Модный режиссер Павлов-Андреевич поставил "Елизавету Бам"

Модный режиссер Павлов-Андреевич поставил "Елизавету Бам"
Текст:  Алена Карась
Российская газета - Федеральный выпуск: №0 (4182)
Читать на сайте RG.RU

Спектакль по пьесе Даниила Хармса "Елизавета Бам", в его постановке названной "Элизавета Бам. Я никого не убивала!", стал вторым взрослым сочинением в его карьере театрального режиссера.

Первым был спектакль по абсурдистской пьесе его матери "Бифем". Но еще до этого - в школьные годы - он поставил "Елизавету Бам" со своими одноклассниками. В эстетической последовательности ему не откажешь. Видимо, именно интерес к поэтике русского абсурда привел Павлова-Андреевича в первые ряды модных тусовок и модельного бизнеса. Он же сделал из него едва ли не идеолога группы художественной молодежи, объединенной вокруг культурных инициатив президентской администрации. И разве не любовью к поэтике русского абсурда можно объяснить то, что в это же самое время он называет бедность и террор лучшими условиями для художника?

Спектакль "Элизавета Бам" - лучшее выражение этого сложно составленного интеллектуального коктейля, автор которого в одном из интервью назвал себя представителем поколения "циничных романтиков". В программке к спектаклю он назван первым проектом театра "Наркомфин", который должен был расположиться на крыше разрушающегося памятника конструктивизма 20-х годов. Модельер Андрей Бартенев сочинил для него костюмы, в которых очевидно прослеживаются мотивы картин Малевича и художников-супрематистов, а нью-йоркская художница Катя Бовчар использовала в декорации элементы конструктивистской архитектуры.

Костюмы Бартенева обнаруживают замечательное свойство: одетые в них люди похожи на неодушевленные и легко трансформируемые художественные объекты, вписанные в конструктивистскую среду.

Когда замечательная актриса Малого драматического театра Мария Никифорова, в спектакле Павлова-Андреевича играющая Елизавету Бам, появляется на сцене, ее комически большое, подвижное тело, затянутое в красно-белое трико с единственной надувной грудью и одним каблуком, тоже кажется скорее куклой, чем живым человеком.
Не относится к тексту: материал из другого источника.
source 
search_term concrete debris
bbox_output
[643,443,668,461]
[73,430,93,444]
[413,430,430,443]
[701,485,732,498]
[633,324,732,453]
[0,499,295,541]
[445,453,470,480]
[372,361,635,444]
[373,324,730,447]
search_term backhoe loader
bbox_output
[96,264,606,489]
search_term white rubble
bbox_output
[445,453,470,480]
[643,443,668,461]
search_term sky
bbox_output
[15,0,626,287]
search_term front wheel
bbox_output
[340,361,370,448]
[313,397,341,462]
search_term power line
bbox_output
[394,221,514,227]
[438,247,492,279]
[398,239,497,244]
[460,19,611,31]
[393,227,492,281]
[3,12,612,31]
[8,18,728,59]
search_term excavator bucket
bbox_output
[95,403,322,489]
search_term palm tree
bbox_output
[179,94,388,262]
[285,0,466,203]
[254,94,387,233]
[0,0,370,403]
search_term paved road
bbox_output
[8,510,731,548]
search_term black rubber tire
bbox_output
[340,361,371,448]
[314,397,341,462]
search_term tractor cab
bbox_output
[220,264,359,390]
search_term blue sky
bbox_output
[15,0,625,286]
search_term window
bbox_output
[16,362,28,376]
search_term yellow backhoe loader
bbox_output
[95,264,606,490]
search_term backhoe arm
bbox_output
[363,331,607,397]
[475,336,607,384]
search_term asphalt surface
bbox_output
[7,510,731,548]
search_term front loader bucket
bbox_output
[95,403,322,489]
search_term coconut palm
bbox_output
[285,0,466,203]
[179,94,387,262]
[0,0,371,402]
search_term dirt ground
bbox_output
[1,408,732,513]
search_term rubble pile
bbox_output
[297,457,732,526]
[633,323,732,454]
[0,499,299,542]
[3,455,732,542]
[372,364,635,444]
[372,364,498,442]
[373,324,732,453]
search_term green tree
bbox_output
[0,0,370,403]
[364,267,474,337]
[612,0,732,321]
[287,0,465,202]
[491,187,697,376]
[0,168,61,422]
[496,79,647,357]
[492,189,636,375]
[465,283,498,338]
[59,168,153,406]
Верность и строгость, с которой актриса демонстрирует верность режиссерскому замыслу, внушает уважение, но отчего-то досадно, что кричащий от боли взгляд остается единственным проявлением ее колоссального темперамента и драматической силы.

Вокруг этой Элизаветы извиваются два куклоподобных молодых актера, демонстрируя всю сложность лингвистических экспериментов, проводимых обэриутами, но извлечь хоть какую-то историю из этих телодвижений практически невозможно. Зафиксированный Хармсом ужас человека 30-х годов ("Они обязательно войдут, чтобы поймать меня и стереть с лица земли"), атмосфера того самого террора, который молодой режиссер полагает необходимым условием для подлинного творчества, полностью исчезает из эстетских, "нечеловечески красивых" пассажей его театрального сочинения.

Остается удивляться поистине абсурдному парадоксу, который предлагает нам поколение "циничных романтиков". Предлагаю внести его в эстетический словарь "двухтысячных голов" под названием "претенциозный, или гламурный авангард".